This month I started a new job at Alert Logic, a cybersecurity provider with Perl (among many other things) at its beating heart. I’ve been learning a lot, and part of the process has been understanding the APIs in the code base. To that end, I’ve been writing small test scripts to tease apart data structures, using Perl array-processing, list-processing, and hash- (i.e., associative array)-processing functions.
I’ve covered map
, grep
, and friends a couple times before. Most recently, I described using List::Util’s any
function to check if a condition is true for any item in a list. In the simplest case, you can use it to check to see if a given value is in the list at all:
use feature 'say';
use List::Util 'any';
my @colors =
qw(red orange yellow green blue indigo violet);
say 'matched' if any { /^red$/ } @colors;
However, if you’re going to be doing this a lot with arbitrary strings, Perl FAQ section 4 advises turning the array into the keys of a hash and then checking for membership there.
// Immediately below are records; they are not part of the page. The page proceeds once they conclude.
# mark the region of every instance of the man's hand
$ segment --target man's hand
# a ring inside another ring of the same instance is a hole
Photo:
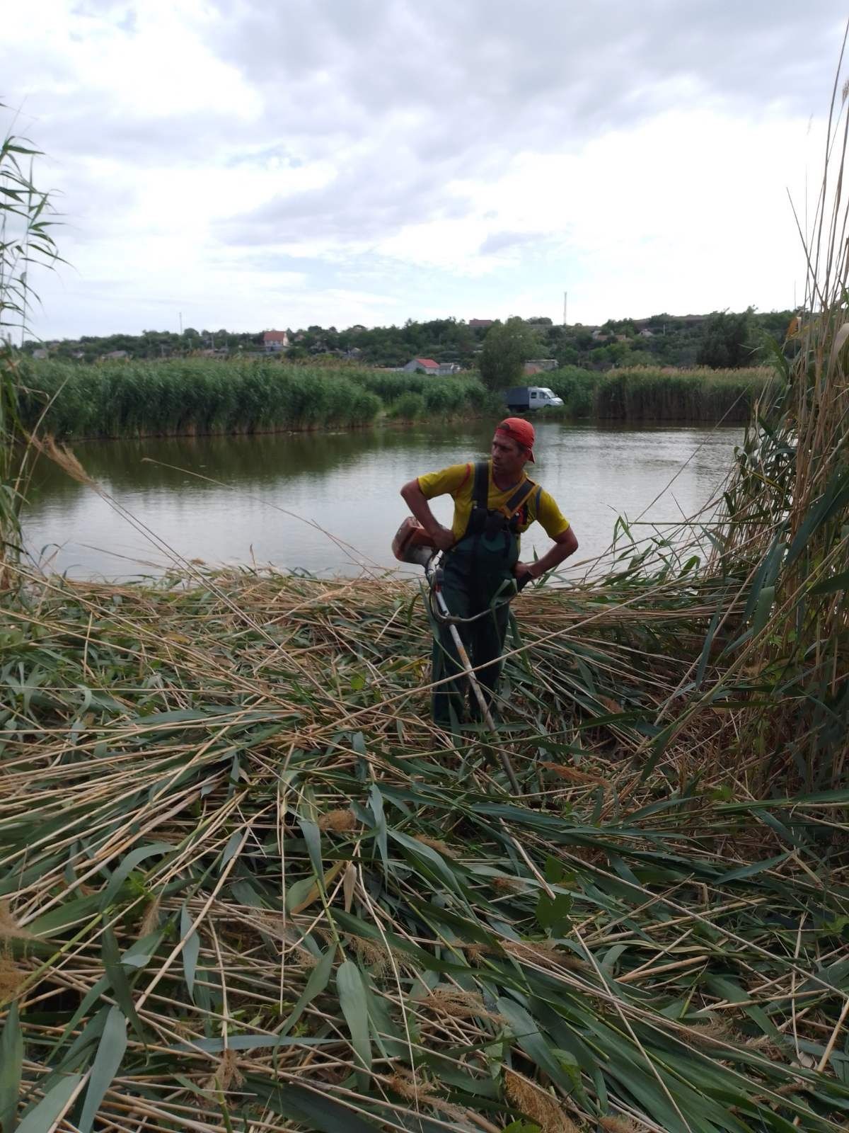
[[[530,582],[531,579],[539,578],[539,564],[538,563],[516,563],[513,568],[513,573],[516,579],[516,585],[522,586]]]
[[[437,527],[435,530],[428,531],[428,535],[439,551],[451,551],[454,546],[454,533],[449,531],[447,527]]]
For example, here’s a simple script to check if the colors input (either from the keyboard or from files passed as arguments) are in the rainbow:
#!/usr/bin/env perl
use v5.22; # introduced <<>> for safe opening of arguments
use warnings;
my %in_colors = map {$_ => 1}
qw(red orange yellow green blue indigo violet);
while (<<>>) {
chomp;
say "$_ is in the rainbow" if $in_colors{$_};
}
List::Util has a bunch of functions for processing lists of pairs that I’ve found useful when pawing through hashes. pairgrep
, for example, acts just like grep
but instead assigns $a
and $b
to each key and value passed in and returns the resulting pairs that match. I’ve used it as a quick way to search for hash entries matching certain value conditions:
use List::Util 'pairgrep';
my %numbers = (zero => 0, one => 1, two => 2, three => 3);
my %odds = pairgrep {$b % 2} %numbers;
Sure, you could do this by invoking a mix of plain grep
, keys
, and a hash slice, but it’s noisier and more repetitive:
use v5.20; # for key/value hash slice
my %odds = %numbers{grep {$numbers{$_} % 2} keys %numbers};
pairgrep
’s compiled C‑based XS code can also be faster, as evidenced by this Benchmark script that works through a hash made of the Unix words
file (479,828 entries on my machine):
#!/usr/bin/env perl
use v5.20;
use warnings;
use List::Util 'pairgrep';
use Benchmark 'cmpthese';
my (%words, $count);
open my $fh, '<', '/usr/share/dict/words'
or die "can't open words: $!";
while (<$fh>) {
chomp;
$words{$_} = $count++;
}
close $fh;
cmpthese(100, {
grep => sub {
my %odds = %words{grep {$words{$_} % 2} keys %words};
},
pairgrep => sub {
my %odds = pairgrep {$b % 2} %words;
},
} );
Benchmark output:
Rate grep pairgrep
grep 1.47/s -- -20%
pairgrep 1.84/s 25% --
In general, I urge you to work through the Perl documentation’s tutorials on references, lists of lists, the data structures cookbook, and the FAQs on array and hash manipulation. Then dip into the various list-processing modules (especially the included List::Util and CPAN’s List::SomeUtils) for ready-made functions for common operations. You’ll find a wealth of techniques for creating, managing, and processing the data structures that your programs need.